Die EU gibt so viel für Rüstungsgüter aus wie nie – und EU-Ratspräsident Charles Michel fordert mehr. Dabei schaut er auf die Sicherheit der Ukraine.

EU-Ratspräsident Charles Michel, hier am 21.11. in Kyjiw Foto: Pavlo Bahmut/Avalon/imago

Brüssel taz | Die EU will weiter aufrüsten und dazu möglicherweise auch neue Schulden aufnehmen. Dies sagte EU-Ratspräsident Charles Michel am Donnerstag in Brüssel. Die Pläne sollten auch die militärischen Bedürfnisse der Ukraine berücksichtigen, erklärte Kommissionspräsidentin Ursula von der Leyen. Das Ziel sei eine umfassende Verteidigungsunion unter Einschluss des EU-Beitrittskandidaten.

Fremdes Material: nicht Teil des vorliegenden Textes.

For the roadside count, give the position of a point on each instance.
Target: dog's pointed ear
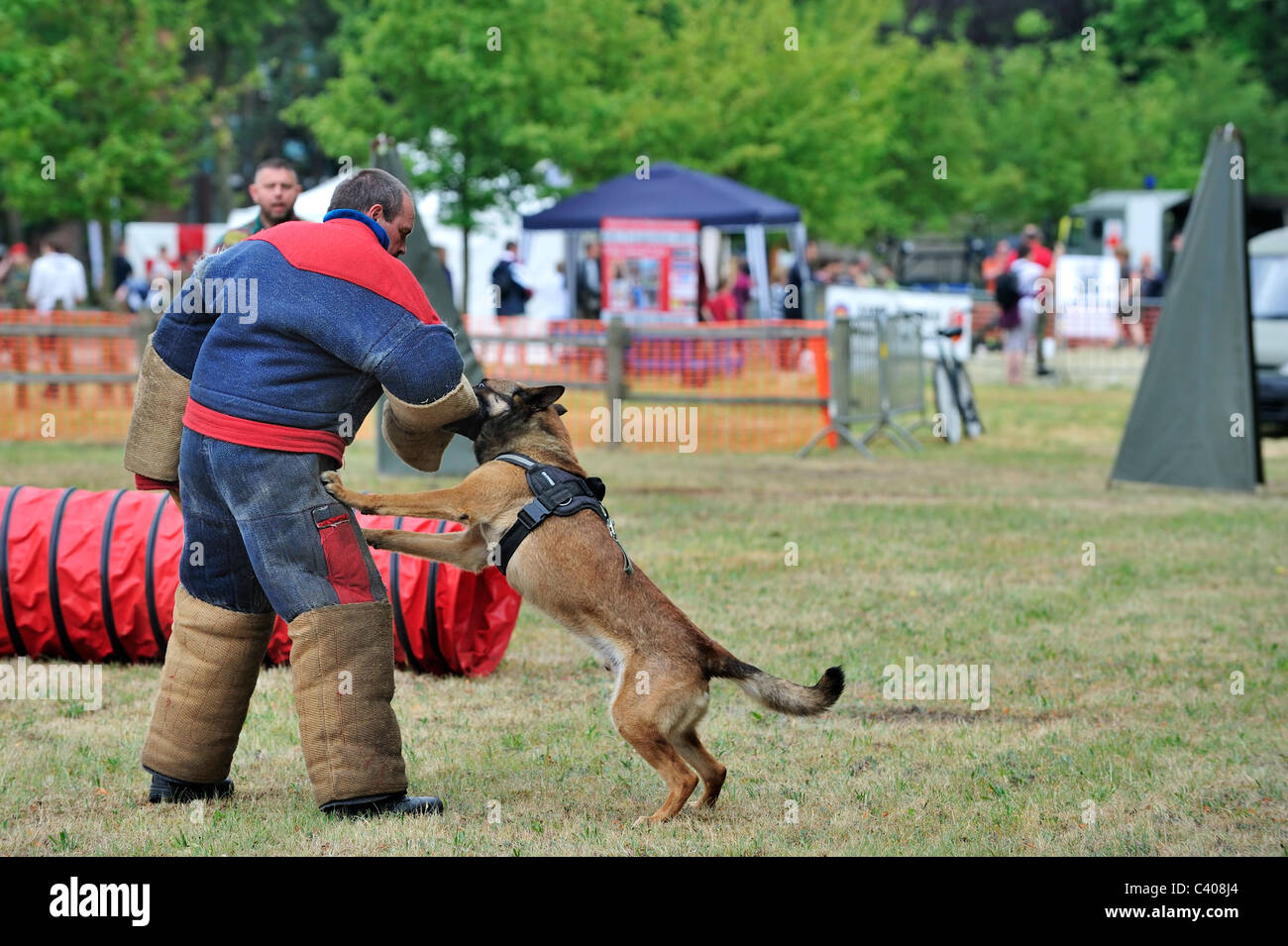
(541, 398)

Bisher ist Rüstung in Europa vor allem eine nationale Angelegenheit. Die EU hat zwar eine Verteidigungsagentur namens „European Defence Agency“ (EDA), doch die ist vor allem koordinierend tätig. Die 2017 beschlossene Europäische Sicherheits- und Verteidigungsunion besteht vor allem auf dem Papier. Michel und von der Leyen wollen dies nun ändern – der Krieg in der Ukraine dient als Aufhänger.

„Der Krieg steht vor unsere Türpforte, nun ist Eile geboten“, sagte Michel bei der EDA-Jahreskonferenz. Seit dem Beginn der russischen Invasion habe die EU – die früher eine Friedensunion sein wollte – zwar bereits Tabus gebrochen und etwa für Waffen- und Munitionslieferungen in der Ukraine gesorgt. Doch das reiche nicht. Die Militärhilfe müsse „feuerfest“ gemacht werden.

„Die Sicherheit der Ukraine ist unsere Sicherheit“, betonte Michel. Die EU brauche mehr Raketen, mehr Munition, mehr Luftverteidigung, sagte er offenbar in Sorge vor einem möglichen Rückzug der USA. Dazu müssten nicht nur aktuelle EU-Programme ausgebaut, sondern auch neue Strukturen geschaffen werden. So soll die EDA zum „European Defence Department“ ausgebaut werden, unter der Führung des EU-Außenbeauftragten.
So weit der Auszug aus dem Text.